Daily Mirror

The rain dance worked but now I’m losing the plot

- PAUL ROUTLEDGE KEEP CALM.. WE CAN BEAT THIS

WELL, I asked for it, so I suppose I shouldn’t grumble. That doesn’t mean to say I won’t` because this job is a licence to grouch or it is nothing.

Anyway, my rain-dance rant last week was swiftly followed by the mother and father of storms across the county.

And it’s still raining. At this rate, the Aire Valley floods will be back.

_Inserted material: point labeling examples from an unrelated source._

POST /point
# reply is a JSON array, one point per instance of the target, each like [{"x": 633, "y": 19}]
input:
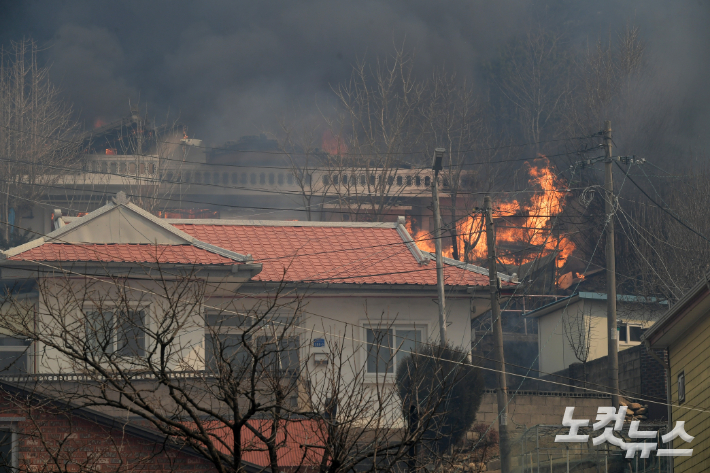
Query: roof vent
[{"x": 120, "y": 198}]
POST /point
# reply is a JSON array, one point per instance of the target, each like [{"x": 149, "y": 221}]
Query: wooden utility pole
[
  {"x": 502, "y": 391},
  {"x": 438, "y": 166},
  {"x": 611, "y": 271}
]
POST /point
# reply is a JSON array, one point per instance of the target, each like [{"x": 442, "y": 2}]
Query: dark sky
[{"x": 230, "y": 68}]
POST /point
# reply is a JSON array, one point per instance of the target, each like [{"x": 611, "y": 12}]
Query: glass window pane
[
  {"x": 131, "y": 333},
  {"x": 406, "y": 342},
  {"x": 227, "y": 348},
  {"x": 379, "y": 351},
  {"x": 13, "y": 362},
  {"x": 5, "y": 451},
  {"x": 621, "y": 328},
  {"x": 99, "y": 330},
  {"x": 279, "y": 358},
  {"x": 635, "y": 333}
]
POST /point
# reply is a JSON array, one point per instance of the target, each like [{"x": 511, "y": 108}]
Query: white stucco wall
[{"x": 554, "y": 346}]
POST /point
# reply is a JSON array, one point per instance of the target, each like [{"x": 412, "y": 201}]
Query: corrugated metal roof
[{"x": 122, "y": 253}]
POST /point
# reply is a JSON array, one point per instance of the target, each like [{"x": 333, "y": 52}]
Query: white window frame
[
  {"x": 366, "y": 325},
  {"x": 146, "y": 307},
  {"x": 10, "y": 424},
  {"x": 627, "y": 333},
  {"x": 256, "y": 334},
  {"x": 19, "y": 349}
]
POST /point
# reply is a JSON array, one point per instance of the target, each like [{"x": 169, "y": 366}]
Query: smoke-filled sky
[{"x": 231, "y": 67}]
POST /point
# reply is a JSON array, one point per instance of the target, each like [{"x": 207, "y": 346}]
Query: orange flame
[{"x": 522, "y": 228}]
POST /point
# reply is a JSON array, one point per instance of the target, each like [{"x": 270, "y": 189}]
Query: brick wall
[{"x": 48, "y": 435}]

As I begged, it chucked it down for hours – excellent news for the allotment, where the soil had been hardened almost into stone. That’s what I thought until the weather abated sufficient­ly for an inspection of the plot.

The peas were in the good, but some of the cabbage plants looked like they had done three rounds with Muhammad Ali.

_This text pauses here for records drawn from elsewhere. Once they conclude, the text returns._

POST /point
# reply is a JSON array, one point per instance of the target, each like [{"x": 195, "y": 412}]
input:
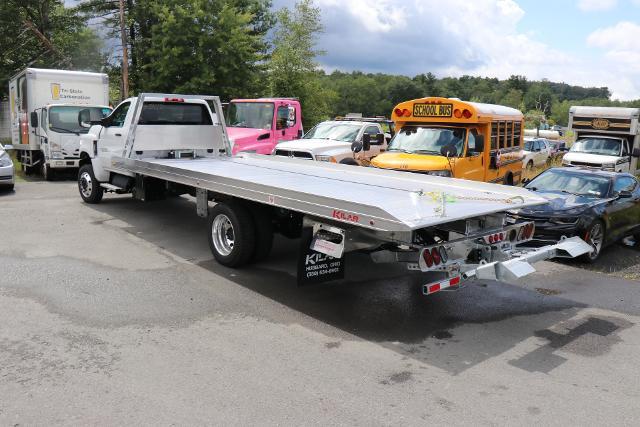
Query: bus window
[{"x": 494, "y": 136}]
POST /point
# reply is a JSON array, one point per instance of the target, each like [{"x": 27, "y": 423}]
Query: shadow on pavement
[{"x": 375, "y": 302}]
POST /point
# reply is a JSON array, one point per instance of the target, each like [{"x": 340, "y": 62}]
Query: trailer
[
  {"x": 44, "y": 105},
  {"x": 447, "y": 229}
]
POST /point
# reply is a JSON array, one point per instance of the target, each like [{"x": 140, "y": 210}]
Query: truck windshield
[
  {"x": 603, "y": 146},
  {"x": 346, "y": 132},
  {"x": 428, "y": 140},
  {"x": 255, "y": 115},
  {"x": 64, "y": 118}
]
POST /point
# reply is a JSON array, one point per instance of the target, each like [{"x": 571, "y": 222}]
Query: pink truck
[{"x": 258, "y": 125}]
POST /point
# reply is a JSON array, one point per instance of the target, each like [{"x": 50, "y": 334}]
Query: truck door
[
  {"x": 112, "y": 138},
  {"x": 286, "y": 123},
  {"x": 470, "y": 164}
]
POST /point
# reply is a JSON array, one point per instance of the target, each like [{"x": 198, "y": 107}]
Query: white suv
[{"x": 331, "y": 141}]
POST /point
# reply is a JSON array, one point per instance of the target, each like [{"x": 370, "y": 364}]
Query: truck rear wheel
[
  {"x": 46, "y": 171},
  {"x": 88, "y": 185},
  {"x": 231, "y": 234}
]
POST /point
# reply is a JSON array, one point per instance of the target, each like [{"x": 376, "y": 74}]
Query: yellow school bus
[{"x": 449, "y": 137}]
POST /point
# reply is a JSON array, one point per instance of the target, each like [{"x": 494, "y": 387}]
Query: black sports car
[{"x": 599, "y": 206}]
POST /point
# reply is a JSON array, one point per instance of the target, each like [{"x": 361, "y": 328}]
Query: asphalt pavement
[{"x": 117, "y": 314}]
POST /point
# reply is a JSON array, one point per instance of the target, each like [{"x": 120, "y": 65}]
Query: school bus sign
[{"x": 432, "y": 110}]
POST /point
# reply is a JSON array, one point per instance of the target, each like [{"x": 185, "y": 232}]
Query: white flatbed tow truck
[{"x": 450, "y": 230}]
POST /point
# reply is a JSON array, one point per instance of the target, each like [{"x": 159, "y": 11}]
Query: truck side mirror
[
  {"x": 33, "y": 119},
  {"x": 449, "y": 151},
  {"x": 479, "y": 144},
  {"x": 366, "y": 141},
  {"x": 89, "y": 117}
]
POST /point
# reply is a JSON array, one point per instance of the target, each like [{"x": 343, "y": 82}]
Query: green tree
[
  {"x": 203, "y": 46},
  {"x": 43, "y": 33},
  {"x": 292, "y": 68}
]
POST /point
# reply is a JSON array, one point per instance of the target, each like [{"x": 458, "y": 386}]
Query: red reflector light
[
  {"x": 426, "y": 255},
  {"x": 436, "y": 256}
]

Then it froze overnight, yet again, after the frostiest April since records began.

No blossom yet on my tiny apple tree, or it would have gone the same way as the plums. The broad beans can take it, and the garlic – as a lad I didn’t even know what it was – and the Brussels sprouts.

Onions looked a bit unhappy, so I gave them some Prince Charles words of encouragem­ent. One water butt is overflowin­g, the other is filling up.

Mother Nature can be so confusing.

Yesterday, the mercury rose to the mid-teens, confirming the old Tyke saw (which I just made up): “Don’t know about this climate business, but we get a lot of weather up ’ere.”

It’s only when you become an allotmente­er that you realise how precious water is. Far too precious to be left to the foreigners, private equity merchants and venture capitalist­s who now control the industry. At least they don’t control the weather.